Manata hasn’t filed a campaign finance report with the state.
Manata said that while he has no illusions about his chances in the race, he doesn’t think anyone should run unopposed. So, as a member of the Paso Robles Democratic Club, he put his name forward as an experimental candidate and was given the nod to run. With little to lose, Manata is waging a campaign that makes no apology for his beliefs.
“Your standard party-line Democrat in this area gets nowhere,” he said. “So I’m standing for my principles instead of going toward the middle.”
He is doing little in terms of campaigning, aside from some precinct walks for Democrats in general and perhaps a mailer. The only support he was given from larger Democratic circles was a small sum from the Los Angeles County Democratic Club to file papers.
Manata says that on a long list of issues, Achadjian fails where it matters.
“We workers, students, middle-class Americans, small-business owners, the poor and disabled have taken a real hit in the last few years. Mr. Achadjian’s solution seems to be that the same groups should suffer even more,” according to Manata’s website.
Manata’s positions on most issues are to the left of the Democratic Party’s:
• He advocates increased environmental regulations and cleanup.
• He says taxes should be increased on sodas, pesticide use and gasoline.
• He advocates the creation of a state bank and a unicameral state Legislature.
• He believes plastic bags should be banned, as well as Styrofoam.
Achadjian, who describes himself as a moderate Republican and who has a track record of some bipartisanship, stands firm on a litany of conservative issues, including his stances against abortion, gay marriage, new taxes, regulation, high-speed rail and realignment; and his support for school vouchers and concealed weapons laws as they stand.

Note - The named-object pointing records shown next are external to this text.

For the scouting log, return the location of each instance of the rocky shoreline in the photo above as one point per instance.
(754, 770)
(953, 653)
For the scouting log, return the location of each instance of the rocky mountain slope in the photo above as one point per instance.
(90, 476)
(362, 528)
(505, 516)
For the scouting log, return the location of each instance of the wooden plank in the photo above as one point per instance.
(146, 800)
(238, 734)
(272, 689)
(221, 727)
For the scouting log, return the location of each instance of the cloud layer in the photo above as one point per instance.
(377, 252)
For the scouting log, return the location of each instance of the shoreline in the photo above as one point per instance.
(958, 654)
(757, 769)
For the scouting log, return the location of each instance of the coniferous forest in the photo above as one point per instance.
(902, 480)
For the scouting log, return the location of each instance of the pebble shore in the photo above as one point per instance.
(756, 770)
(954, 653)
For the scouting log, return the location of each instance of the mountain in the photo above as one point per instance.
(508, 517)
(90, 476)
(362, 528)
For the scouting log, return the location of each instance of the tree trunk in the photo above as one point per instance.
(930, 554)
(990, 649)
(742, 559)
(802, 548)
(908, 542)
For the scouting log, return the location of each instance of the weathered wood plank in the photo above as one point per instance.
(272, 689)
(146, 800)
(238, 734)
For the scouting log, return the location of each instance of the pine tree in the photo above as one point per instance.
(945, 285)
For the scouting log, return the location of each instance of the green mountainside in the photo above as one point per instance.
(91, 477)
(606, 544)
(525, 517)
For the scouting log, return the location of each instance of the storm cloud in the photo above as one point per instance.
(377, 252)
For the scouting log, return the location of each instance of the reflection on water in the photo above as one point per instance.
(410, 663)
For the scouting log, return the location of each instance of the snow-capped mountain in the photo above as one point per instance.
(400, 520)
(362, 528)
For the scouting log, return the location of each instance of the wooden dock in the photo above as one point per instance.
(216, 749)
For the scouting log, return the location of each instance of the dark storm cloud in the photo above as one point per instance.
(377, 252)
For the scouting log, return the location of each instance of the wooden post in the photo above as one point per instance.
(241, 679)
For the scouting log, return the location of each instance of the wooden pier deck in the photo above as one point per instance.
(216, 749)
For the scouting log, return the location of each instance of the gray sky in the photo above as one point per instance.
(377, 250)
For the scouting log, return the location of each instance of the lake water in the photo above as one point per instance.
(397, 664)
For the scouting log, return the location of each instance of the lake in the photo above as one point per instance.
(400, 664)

Achadjian says he has not been in lockstep with his party. For instance, he voted for a law allowing some undocumented immigrants who were brought here as children to get driver’s licenses. Also, he was appointed by the Democratic Assembly speaker to the Little Hoover Commission, which was charged with recommending ways to reduce redundant state operations.
Although Achadjian signed a no-tax pledge, the California Republican Assembly scorecard noted that he voted in support of its views only 63 percent of the time and, on several occasions, for fee increases. Several of these votes he defends because they are not a general tax but rather a user fee.
According to the CRA, Achadjian voted for the following: increased user fees on boaters to fight the spread of quagga mussel; an annual $50 charge for lobbyists, PACs and campaigns to stay active; allowing counties to increase real estate filing fees by $7; and leaving some vehicle fees in place, some of which would go to support the Carl Moyer Program that helps farmers and truckers retrofit vehicles to meet clean air standards.
Achadjian said that in almost all of these cases, he voted for user fees so only the people or organizations using the services would be impacted.
When it comes to California’s budget woes, Achadjian said, “The best way to increase revenue is to improve the state’s business climate and economy rather than raising taxes.”
Achadjian said he is especially proud of several bills with direct impact on the county, including:
• AB 1125, which authorized local government to access state and federal grant funds for a two-tiered rate program to offset the cost of the new sewer in Los Osos.
• AB 2161, which added the county to a list of counties eligible for renewable energy development grants.
Achadjian had little to say about his opponent.